I’ve been traveling to Plymouth, MA from Texas for work over the last few months. As is typical of most business trips, I wasn’t seeing anything in the town other than the car, the hotel, and the conference room at the office. Finally, I just couldn’t bear it! Plymouth, of all places! I had to see at least something Pilgrim-ish, or never eat Thanksgiving dinner again. So, on my final trip, I went a day early to hang out at Plimouth Plantation, a “living” museum of the village that operates perpetually in the year 1627. I was particularly interested in….of course…fabrics.
Mrs. William Bradford, enjoying the lovely weather while hemming an apron, was kind enough to let me get up close to see the weave on her clothing.

I asked her if anyone in the village had a spinning wheel (yes, they talk only in character!) and she said, “Oh, no! We buy our clothes ready made when the ship comes once a year.”
These actors were very knowledgeable, actually, about the characters they were portraying, and also lots of details about the village–Mrs. Alden was even cooking a tansy (spinach, bread, & eggs), taking coals from her open hearth and sticking them under an iron skillet on little legs to cook it. Fascinating! My taxi driver said the actors come from all over the country and stay 6 months at a time in houses near the village.

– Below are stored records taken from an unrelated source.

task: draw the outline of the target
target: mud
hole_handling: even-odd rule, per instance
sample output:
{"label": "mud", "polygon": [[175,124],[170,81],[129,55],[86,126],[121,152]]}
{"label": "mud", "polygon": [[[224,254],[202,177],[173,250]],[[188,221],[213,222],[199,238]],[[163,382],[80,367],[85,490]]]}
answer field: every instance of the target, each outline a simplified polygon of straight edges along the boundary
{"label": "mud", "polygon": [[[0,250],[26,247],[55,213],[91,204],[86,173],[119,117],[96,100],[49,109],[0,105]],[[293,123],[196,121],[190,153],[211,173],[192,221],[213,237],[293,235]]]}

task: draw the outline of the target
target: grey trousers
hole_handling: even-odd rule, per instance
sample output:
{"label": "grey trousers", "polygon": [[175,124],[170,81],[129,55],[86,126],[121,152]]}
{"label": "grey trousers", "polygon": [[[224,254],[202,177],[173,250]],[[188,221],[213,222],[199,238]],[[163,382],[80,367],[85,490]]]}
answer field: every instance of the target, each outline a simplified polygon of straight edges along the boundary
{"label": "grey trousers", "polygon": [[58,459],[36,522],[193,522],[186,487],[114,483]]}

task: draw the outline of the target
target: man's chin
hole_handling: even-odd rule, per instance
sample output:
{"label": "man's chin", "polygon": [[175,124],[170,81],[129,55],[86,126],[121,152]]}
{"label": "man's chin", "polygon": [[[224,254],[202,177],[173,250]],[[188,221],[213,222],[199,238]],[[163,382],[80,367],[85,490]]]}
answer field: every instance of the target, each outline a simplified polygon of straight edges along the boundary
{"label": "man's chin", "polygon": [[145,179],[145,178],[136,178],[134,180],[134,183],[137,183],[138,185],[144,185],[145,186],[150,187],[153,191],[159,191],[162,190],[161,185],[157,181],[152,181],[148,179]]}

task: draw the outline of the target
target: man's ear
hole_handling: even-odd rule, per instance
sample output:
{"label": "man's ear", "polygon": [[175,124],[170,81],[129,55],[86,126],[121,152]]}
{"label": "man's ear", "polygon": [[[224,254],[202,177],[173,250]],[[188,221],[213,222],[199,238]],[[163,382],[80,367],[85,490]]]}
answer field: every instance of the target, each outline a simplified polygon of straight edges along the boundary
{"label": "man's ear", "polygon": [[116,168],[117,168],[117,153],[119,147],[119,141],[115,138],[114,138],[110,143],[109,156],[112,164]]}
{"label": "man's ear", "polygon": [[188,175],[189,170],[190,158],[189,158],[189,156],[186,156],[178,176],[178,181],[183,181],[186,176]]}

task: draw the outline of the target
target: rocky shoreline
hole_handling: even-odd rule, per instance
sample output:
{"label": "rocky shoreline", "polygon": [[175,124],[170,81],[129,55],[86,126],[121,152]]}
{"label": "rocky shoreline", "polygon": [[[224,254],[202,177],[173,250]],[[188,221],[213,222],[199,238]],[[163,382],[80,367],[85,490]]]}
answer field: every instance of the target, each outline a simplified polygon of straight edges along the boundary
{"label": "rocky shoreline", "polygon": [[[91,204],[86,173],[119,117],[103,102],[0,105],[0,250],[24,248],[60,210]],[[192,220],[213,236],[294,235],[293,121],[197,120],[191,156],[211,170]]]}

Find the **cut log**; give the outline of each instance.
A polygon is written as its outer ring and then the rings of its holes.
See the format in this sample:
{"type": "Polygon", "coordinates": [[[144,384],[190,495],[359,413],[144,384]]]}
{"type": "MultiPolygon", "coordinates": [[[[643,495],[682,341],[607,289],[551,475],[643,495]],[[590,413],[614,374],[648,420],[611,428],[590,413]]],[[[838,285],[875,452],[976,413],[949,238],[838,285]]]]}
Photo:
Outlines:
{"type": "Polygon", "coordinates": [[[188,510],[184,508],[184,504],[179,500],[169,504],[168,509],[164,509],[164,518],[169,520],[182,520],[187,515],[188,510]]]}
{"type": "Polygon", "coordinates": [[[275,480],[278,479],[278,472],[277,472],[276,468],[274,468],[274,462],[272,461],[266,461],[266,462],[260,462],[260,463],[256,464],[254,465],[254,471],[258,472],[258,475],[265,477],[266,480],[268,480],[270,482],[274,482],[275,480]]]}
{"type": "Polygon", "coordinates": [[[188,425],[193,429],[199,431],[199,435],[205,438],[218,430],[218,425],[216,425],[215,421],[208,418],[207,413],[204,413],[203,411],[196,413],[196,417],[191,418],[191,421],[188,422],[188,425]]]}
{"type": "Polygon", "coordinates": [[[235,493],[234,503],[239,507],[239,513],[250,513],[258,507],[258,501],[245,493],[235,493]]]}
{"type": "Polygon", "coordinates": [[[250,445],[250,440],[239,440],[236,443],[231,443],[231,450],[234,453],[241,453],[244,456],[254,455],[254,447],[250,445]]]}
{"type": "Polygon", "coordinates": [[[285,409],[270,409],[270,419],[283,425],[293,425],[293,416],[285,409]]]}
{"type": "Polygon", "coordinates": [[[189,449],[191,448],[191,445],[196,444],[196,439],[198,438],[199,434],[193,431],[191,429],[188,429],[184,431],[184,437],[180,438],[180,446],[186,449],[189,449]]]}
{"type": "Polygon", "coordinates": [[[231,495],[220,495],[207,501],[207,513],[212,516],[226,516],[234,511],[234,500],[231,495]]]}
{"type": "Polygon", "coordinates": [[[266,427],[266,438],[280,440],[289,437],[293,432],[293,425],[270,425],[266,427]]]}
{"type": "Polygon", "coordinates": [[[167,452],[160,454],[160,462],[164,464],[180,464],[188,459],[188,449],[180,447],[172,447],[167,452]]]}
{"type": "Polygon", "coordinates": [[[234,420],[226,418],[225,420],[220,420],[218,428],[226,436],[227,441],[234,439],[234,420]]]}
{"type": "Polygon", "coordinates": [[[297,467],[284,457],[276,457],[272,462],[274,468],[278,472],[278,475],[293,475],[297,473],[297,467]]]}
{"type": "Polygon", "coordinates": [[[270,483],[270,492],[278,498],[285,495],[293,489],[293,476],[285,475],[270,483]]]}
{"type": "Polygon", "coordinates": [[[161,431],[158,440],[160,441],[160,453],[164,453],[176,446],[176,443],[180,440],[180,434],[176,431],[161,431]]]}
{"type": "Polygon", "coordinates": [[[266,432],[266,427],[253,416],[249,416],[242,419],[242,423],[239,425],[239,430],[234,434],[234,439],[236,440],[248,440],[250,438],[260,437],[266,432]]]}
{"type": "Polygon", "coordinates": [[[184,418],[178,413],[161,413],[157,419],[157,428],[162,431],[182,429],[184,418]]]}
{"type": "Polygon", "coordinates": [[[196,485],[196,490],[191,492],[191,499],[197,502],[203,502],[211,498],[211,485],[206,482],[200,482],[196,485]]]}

They study up on the history of the period, read the journals and diaries left behind, and love to chat about 1627! (The Pilgrims arrived in 1620.)

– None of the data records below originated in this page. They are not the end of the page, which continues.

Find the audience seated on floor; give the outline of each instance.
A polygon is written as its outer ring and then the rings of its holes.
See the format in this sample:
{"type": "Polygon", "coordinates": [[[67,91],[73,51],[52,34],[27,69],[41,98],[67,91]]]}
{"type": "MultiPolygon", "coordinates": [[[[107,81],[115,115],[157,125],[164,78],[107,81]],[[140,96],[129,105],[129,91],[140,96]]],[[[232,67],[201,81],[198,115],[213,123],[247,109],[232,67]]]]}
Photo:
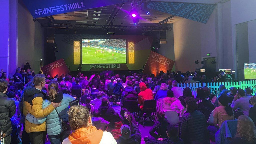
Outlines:
{"type": "Polygon", "coordinates": [[[238,118],[235,136],[230,144],[251,144],[256,143],[256,129],[252,119],[246,116],[238,118]]]}
{"type": "Polygon", "coordinates": [[[68,114],[69,125],[73,131],[62,144],[117,143],[111,133],[97,130],[92,126],[91,115],[86,107],[82,106],[71,107],[68,114]]]}
{"type": "Polygon", "coordinates": [[[105,131],[107,127],[109,124],[109,122],[100,117],[100,112],[97,109],[93,111],[93,116],[92,118],[92,125],[98,129],[105,131]]]}
{"type": "Polygon", "coordinates": [[[173,92],[171,90],[168,90],[167,95],[167,97],[159,99],[157,101],[156,111],[162,111],[165,112],[167,110],[172,110],[171,105],[177,99],[174,96],[173,92]]]}
{"type": "Polygon", "coordinates": [[[181,118],[180,137],[185,144],[206,142],[206,121],[200,111],[196,110],[197,105],[193,98],[185,99],[187,110],[181,118]]]}

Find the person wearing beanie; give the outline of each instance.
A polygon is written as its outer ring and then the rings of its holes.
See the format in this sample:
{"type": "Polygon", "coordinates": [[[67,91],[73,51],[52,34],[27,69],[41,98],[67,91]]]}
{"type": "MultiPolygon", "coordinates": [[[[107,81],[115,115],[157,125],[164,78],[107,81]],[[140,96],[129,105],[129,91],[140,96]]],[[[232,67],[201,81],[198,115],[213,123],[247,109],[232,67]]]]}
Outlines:
{"type": "Polygon", "coordinates": [[[71,92],[71,89],[68,86],[64,81],[61,81],[60,83],[60,88],[59,91],[62,92],[63,94],[70,94],[71,92]]]}
{"type": "Polygon", "coordinates": [[[144,138],[144,141],[147,144],[184,144],[183,140],[178,137],[178,129],[175,126],[168,126],[166,133],[168,137],[166,138],[155,139],[147,137],[144,138]]]}
{"type": "Polygon", "coordinates": [[[141,134],[140,130],[132,121],[130,115],[128,115],[127,119],[131,127],[130,128],[130,126],[127,125],[122,126],[121,129],[122,136],[118,140],[118,143],[140,144],[141,141],[141,134]],[[131,131],[131,129],[133,130],[131,131]]]}
{"type": "Polygon", "coordinates": [[[154,99],[154,96],[151,89],[147,88],[145,83],[140,82],[139,84],[141,92],[138,95],[138,102],[140,108],[143,109],[143,104],[145,100],[154,99]]]}
{"type": "Polygon", "coordinates": [[[221,124],[226,120],[234,119],[234,111],[228,105],[229,100],[226,95],[223,94],[219,97],[220,106],[215,108],[213,112],[214,126],[209,126],[207,128],[212,141],[215,141],[215,134],[220,128],[221,124]]]}
{"type": "Polygon", "coordinates": [[[252,97],[250,102],[253,106],[249,110],[249,117],[252,120],[256,126],[256,96],[252,97]]]}
{"type": "Polygon", "coordinates": [[[109,104],[108,100],[106,98],[102,99],[101,104],[98,109],[100,111],[101,116],[105,120],[110,122],[113,120],[113,117],[118,115],[112,106],[109,104]]]}
{"type": "Polygon", "coordinates": [[[68,114],[72,132],[62,144],[116,144],[110,133],[97,130],[92,126],[92,116],[87,108],[82,106],[72,106],[68,114]]]}
{"type": "Polygon", "coordinates": [[[171,105],[176,100],[173,95],[173,92],[168,90],[167,91],[167,96],[164,98],[158,99],[156,101],[156,111],[163,111],[164,112],[167,110],[172,110],[171,105]]]}

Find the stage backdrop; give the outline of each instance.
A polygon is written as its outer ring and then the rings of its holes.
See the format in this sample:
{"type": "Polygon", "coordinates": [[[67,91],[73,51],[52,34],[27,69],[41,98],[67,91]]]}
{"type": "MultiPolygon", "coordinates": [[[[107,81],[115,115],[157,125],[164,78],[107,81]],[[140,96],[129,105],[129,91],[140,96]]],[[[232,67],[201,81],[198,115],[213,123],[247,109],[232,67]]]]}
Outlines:
{"type": "Polygon", "coordinates": [[[66,74],[69,72],[69,70],[63,58],[45,66],[41,68],[41,69],[44,73],[46,73],[53,77],[57,74],[59,75],[59,76],[62,74],[66,74]]]}
{"type": "Polygon", "coordinates": [[[174,61],[151,51],[143,72],[145,74],[154,74],[157,76],[161,70],[166,73],[167,70],[169,71],[172,70],[174,64],[174,61]]]}
{"type": "MultiPolygon", "coordinates": [[[[55,36],[59,51],[55,52],[56,58],[64,59],[67,65],[70,66],[71,71],[77,70],[78,66],[78,64],[74,64],[74,41],[80,40],[82,38],[126,39],[126,64],[81,65],[82,70],[89,71],[138,70],[142,69],[150,53],[150,46],[153,40],[149,36],[145,36],[57,34],[55,34],[55,36]],[[132,46],[131,43],[129,43],[131,42],[134,42],[132,43],[133,44],[132,46]],[[130,46],[129,44],[130,44],[130,46]],[[134,61],[132,59],[129,61],[129,57],[131,57],[134,58],[134,61]]],[[[81,59],[80,62],[81,64],[81,59]]]]}

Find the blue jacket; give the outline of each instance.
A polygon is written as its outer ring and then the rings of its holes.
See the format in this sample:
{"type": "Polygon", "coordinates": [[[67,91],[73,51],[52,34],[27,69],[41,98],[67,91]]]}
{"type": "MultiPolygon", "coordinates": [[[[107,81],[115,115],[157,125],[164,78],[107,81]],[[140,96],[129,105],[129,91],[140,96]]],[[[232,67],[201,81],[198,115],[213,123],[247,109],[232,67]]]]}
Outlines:
{"type": "MultiPolygon", "coordinates": [[[[29,122],[36,124],[42,123],[46,120],[47,133],[49,135],[57,135],[61,133],[63,130],[61,121],[56,112],[56,110],[63,121],[68,121],[68,116],[67,111],[68,110],[69,105],[70,102],[75,99],[73,97],[66,94],[63,94],[62,97],[61,96],[62,94],[62,92],[58,92],[58,95],[56,96],[57,98],[53,101],[55,102],[61,101],[60,106],[56,108],[46,117],[36,119],[33,116],[28,114],[26,118],[29,122]],[[57,101],[55,101],[55,100],[57,101]]],[[[51,104],[51,101],[48,99],[43,101],[42,108],[44,108],[51,104]]]]}
{"type": "Polygon", "coordinates": [[[158,90],[155,97],[155,99],[157,100],[160,98],[164,98],[167,96],[167,90],[158,90]]]}

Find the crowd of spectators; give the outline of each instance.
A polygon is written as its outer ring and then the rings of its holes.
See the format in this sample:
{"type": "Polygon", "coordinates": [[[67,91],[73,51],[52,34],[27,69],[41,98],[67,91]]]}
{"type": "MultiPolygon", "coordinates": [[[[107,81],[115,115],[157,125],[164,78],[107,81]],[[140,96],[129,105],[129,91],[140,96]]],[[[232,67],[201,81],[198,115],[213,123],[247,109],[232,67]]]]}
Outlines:
{"type": "MultiPolygon", "coordinates": [[[[5,143],[18,143],[22,127],[23,143],[44,143],[47,134],[55,144],[208,143],[219,140],[216,136],[229,120],[237,126],[230,130],[236,133],[227,138],[230,143],[256,143],[256,96],[249,88],[228,90],[221,85],[215,95],[205,87],[197,88],[195,96],[190,88],[178,86],[184,80],[180,72],[161,71],[156,77],[92,73],[88,79],[81,72],[76,76],[35,75],[26,65],[26,72],[18,68],[9,79],[1,71],[0,128],[5,143]],[[69,108],[76,99],[80,105],[69,108]],[[156,102],[152,114],[144,112],[149,100],[156,102]],[[131,101],[136,102],[137,115],[126,104],[131,101]],[[120,106],[120,114],[114,105],[120,106]],[[179,124],[170,124],[168,111],[177,112],[179,124]],[[211,117],[213,122],[207,123],[211,117]],[[142,137],[138,125],[148,117],[156,120],[150,135],[142,137]]],[[[191,78],[185,81],[194,83],[191,78]]]]}
{"type": "Polygon", "coordinates": [[[102,43],[100,45],[125,49],[126,47],[126,44],[125,39],[109,39],[102,43]]]}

I also learned that back in Holland, where they lived as a community for some years before coming to Plymouth, this group of women did not do much spinning of their own to make fabrics. Living in the large city of Leyden, they purchased their clothing ready made, or bolts of cloth if they wanted to sew something on their own. But it bears repeating that although they themselves weren’t the ones spinning the threads that were ultimately woven into the fabrics they were wearing or purchasing….someone’s pair of hands were, since every thread woven into a cloth in 1627 was handspun and handwoven!

I love this. I’ll use some of the info when I talk to my kids about the Pilgrims—–am also reading an interesting book called the Mayflower by Nathaniel Philbrick.